En nuestra opinión, atento que por aplicación de los arts. 18 y 19 C.N. la investigación de un
supuesto delito debe ser posterior al hecho, el requerimiento en cuestión no puede operar
dentro del proceso penal, pues ello implicaría iniciar el ejercicio de la acción penal antes de
que existe el presunto delito.

Resultan de gran interés los razonamientos de Jorge Amílcar Luciano García en el fallo
dictado de la Cámara en lo Criminal de Paraná en la causa “Rossi”, al sostener que se trata de
un “delito complejo –en el que confluyen mandatos y prohibiciones- y donde el tipo doloso es
de aquellos tipos de “valoración global” que estudió Roxin en su trabajo “Tipos abiertos y
elementos del deber jurídico” (trad. De Bacigalupo, con el título “Teoría del tipo penal”, ed.
Depalma; idem, Roxin, en “Derecho Penal”, I, 285 y sig.), ya que la tipicidad contiene el juicio
de injusto, tiene “adelantada” la antijuridicidad. Quien se enriquece de modo incompatible
con sus ingresos y habiendo quebrantado su deber de transparencia –declaración
pormenorizada- ya realizó el ilícito”.

Sostiene que en primer término, existe un “deber positivo” de transparentar su


patrimonio, que obliga al funcionario -al ingresar al cargo- a declarar sus bienes (activo y
pasivo) y a informar su evolución patrimonial, mientras dure dicho rol institucional. Pero la
conducta punible se complementa con una prohibición –“deber negativo”- la de enriquecerse
ilícitamente de un modo grave. “No se trata de impedir acrecentar el patrimonio, sino sólo que
ello obedezca a una evolución normal del haber funcional o de la profesión no inhibida por el
cargo, y que ello se refleje –se transparente- para el control público”.

El ilustrado voto de Jorge García tiene algunos puntos en común con el ya comentado
trabajo de Humberto Vidal, en cuánto éste –para explicar el deber del funcionario emergente
del art. 268 (2) C.P.- se basa en la teoría de la imputación objetiva de Günther Jakobs, respecto
de los roles que asumen los distintos sujetos en la dinámica social, al igual que de la
defraudación de las expectativas sociales.

En efecto: García expresa que el punto medular de la cuestión es la “competencia


institucional” o los “deberes especiales” de quienes acceden a la función pública y la
pertenencia a dicho status de los deberes positivos, más allá de los clásicos deberes negativos,
que surge del “del párrafo inteligente de Soler en el mensaje del proyecto de 1960 –art. 326
inc. d-“. Entiende que Soler no se quiso referir a que se tratase “sólo de un tipo de simple
omisión, sino que su alusión a la comisión por omisión en realidad mentaba lo que hoy Jakobs
denomina competencia por institución”, realizando un prolijo análisis de la exposición del ex
profesor de Bonn en el Seminario de la Universidad Pompeu Fabra.

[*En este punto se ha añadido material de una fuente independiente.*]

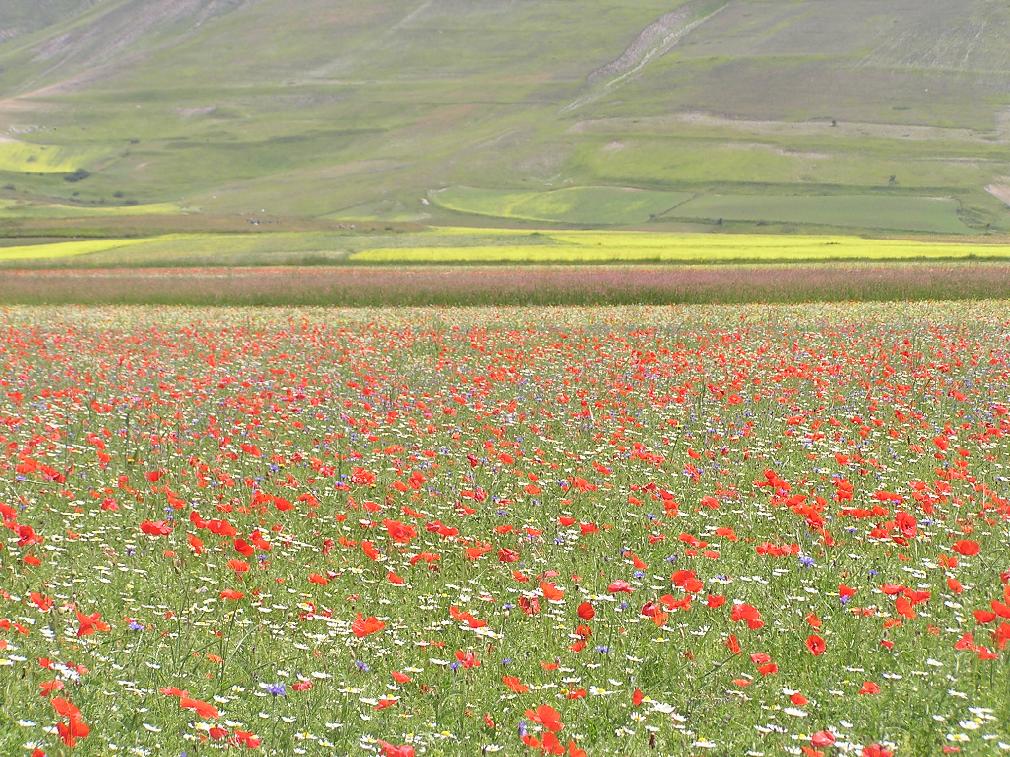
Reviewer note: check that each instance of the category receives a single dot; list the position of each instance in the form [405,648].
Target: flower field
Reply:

La profunda fundamentación filosófica de tal categoría de obligaciones efectuada por


Jorge García daría tema para un Seminario, pero nos limitaremos a parafrasear al maestro
Ernesto Garzón Valdés, quien en su obra “Calamidades” enseña que “los cargos oficiales
imponen a quienes los detentan una serie de deberes. Este tipo de deberes específicos suelen
ser llamados institucionales”.

Estimados señoras y señores: concluyo mi intervención agradeciéndoles nuevamente el gran


honor que me tributan. Esta celebración estará siempre entre los recuerdos más lindos de mi
vida. Al mismo tiempo, deseo manifestarles mi compromiso de empeñar mis esfuerzos para
contribuir al enaltecimiento de la Ciencia del Derecho y al perfeccionamiento intelectual de las
jóvenes generaciones de argentinos, a partir de mi incorporación a las actividades de esta
honorable institución, imbuida de una acendrada vocación de servicio a la República.